Coral reefs are threatened ecosystems, so it is important to have predictive models of their dynamics. Most current models of coral reefs fall into two categories. The first is simple heuristic models which provide an abstract understanding of the possible behaviour of reefs in general, but do not describe real reefs. The second is complex simulations whose parameters are obtained from a range of sources such as literature estimates. We cannot estimate the parameters of these models from a single data set, and we have little idea of the uncertainty in their predictions. We have developed a compromise between these two extremes, which is complex enough to describe real reef data, but simple enough that we can estimate parameters for a specific reef from a time series. In previous work, we fitted this model to a long-term data set from Heron Island, Australia, using maximum likelihood methods. To evaluate predictions from this model, we need estimates of the uncertainty in our parameters.

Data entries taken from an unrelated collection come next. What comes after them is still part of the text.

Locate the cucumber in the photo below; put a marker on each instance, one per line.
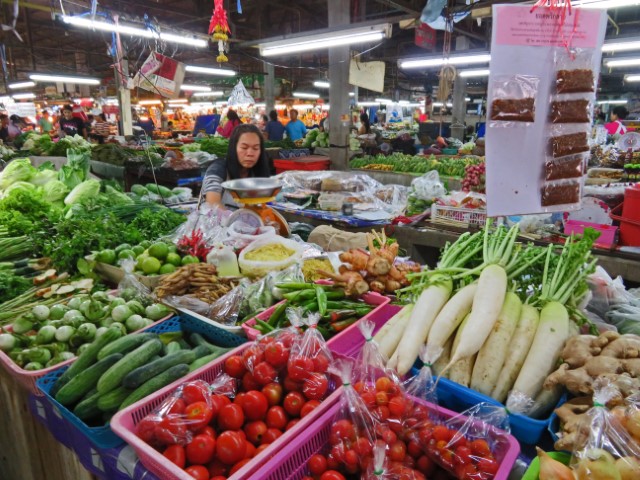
(141, 374)
(86, 359)
(112, 378)
(156, 383)
(125, 344)
(88, 407)
(109, 402)
(85, 381)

Here, we obtain such estimates using Bayesian Metropolis-Coupled Markov Chain Monte Carlo. We do this for versions of the model in which corals are aggregated into a single state variable (the three-state model), and in which corals are separated into four state variables (the six-state model), in order to determine the appropriate level of aggregation. We also estimate the posterior distribution of predicted trajectories in each case. In both cases, the fitted trajectories were close to the observed data, but we had doubts about the biological plausibility of some parameter estimates. We suggest that informative prior distributions incorporating expert knowledge may resolve this problem. In the six-state model, the posterior distribution of state frequencies after 40 years contained two divergent community types, one dominated by free space and soft corals, and one dominated by acroporid, pocilloporid, and massive corals. The three-state model predicts only a single community type. We conclude that the three-state model hides too much biological heterogeneity, but we need more data if we are to obtain reliable predictions from the six-state model. It is likely that there will be similarly large, but currently unevaluated, uncertainty in the predictions of other coral reef models, many of which are much more complex and harder to fit to real data.